WHERE ARE THESE PIVOT BOLTS???


----------



## Xproject187 (Mar 6, 2006)

YEAH, WHERE ARE THESE PIVOT BOLTS??? 
since there are so many posts concerning the the same issue,it seems like someone would create a detailed walkthrough with pix.
Or atleast pix of the pivot points.


----------



## smj999smj (Jan 1, 2006)

One is at the bottom of the pump and you have to go through one of the holes in the PS pump pulley to get to it (you may have to turn it to line up). The top one is on the back side of the pump.

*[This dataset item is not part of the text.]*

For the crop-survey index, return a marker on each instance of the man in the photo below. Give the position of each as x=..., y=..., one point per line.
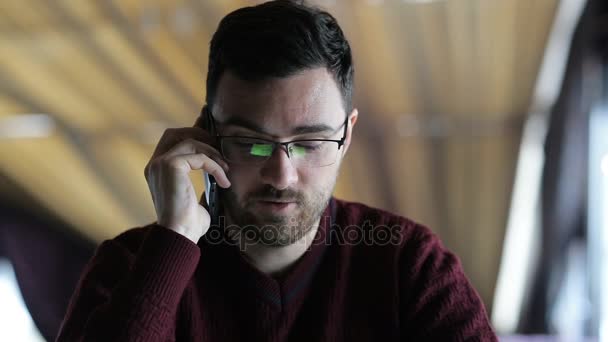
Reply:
x=286, y=261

Loosen the nut and then go to the adjustment bolt and loosen it to creat the slack.


----------



## Xproject187 (Mar 6, 2006)

*B13's Hidden Power Steering Bolts*

My God your serious aren't you ?
Well you let me tell you something,thats the crazyest thing I ever heard of.
No wonder theres so many post asking for help with "Power Stering Belts".
Heaven forbid you throw a Altenator Belt(Like I did) cause then you'll have to remove the PS Belt just to get to it.
Why in the world would they have designed such a mess ?

I've seen post that say to loosen the lock nut & back the tensioner all the out & others say to tighten it all the way in. One post mentioned *"Other bolts to losen"* but it never said where they were located.
Then I found this 100 year old thread calling em "Pivot Points" & thats when I posted,but in a purely cynical way. Then I went outside & got started.

I spent hours trying to locate these bolts & after loosening everything that I thought pertaned to it,I finally just clicked my key & guided the belt off that way. I saw the bolt you described & I even went as far as trying to get my wratchet in there,but I had no swivel handy,so I just Clicked it off.

Well thanks for the info,I got er done & without loosening the pivot points,but I knew I was missing a step.
It would have been nice to of had a walk-through with pix & all.
Thanx again.
Xxx.


----------



## smj999smj (Jan 1, 2006)

It's even tougher on a VQ-series Maxima! If you have a shop with a lift and the tools to do it, it's not so bad after you've done it for a few times. But if you don't and it's your first time, it can be a real S.O.B.! If the original belt is on and you stick with a Nissan belt to replace it, sometimes you can just get by with cutting the old one off and running the new one on by wrapping it around the crank pulley and as much as you can on the PS pulley, then turning the crank clockwise to run the belt around and onto the PS pulley.


----------



## Xproject187 (Mar 6, 2006)

Yeah Your rite,but I didn't wanna cut the belt cause it's still good & cost $22. @ Autozone(but I sure thought about it). Anyway,I got the P-S Belt off & back on without finding the pivot bolt,so it can be done. But this was my first B13 P-S Belt R&R & it was a bit of a bitch,because I keept looking for that damn pivot point. I finally gave up looking & just did it.


"_I backed the lock-nut & tensioner out as far as I could & I finally saw a lil slack,so I wedged a screwdriver under the belt & started prying & turning the crank clockwise _".


Look "I'll admit, I'm not the best Googeler out there,but I know how to search & I did". But obviously I used the wrong keywords. Anyhow,after searching both the SR20forums & Nissanforums I found very little to guide me in the rite direction. 
Now there might be a guide somewhere,but I never found it & theres alota B13's out there.
Once again I thank you very much.


----------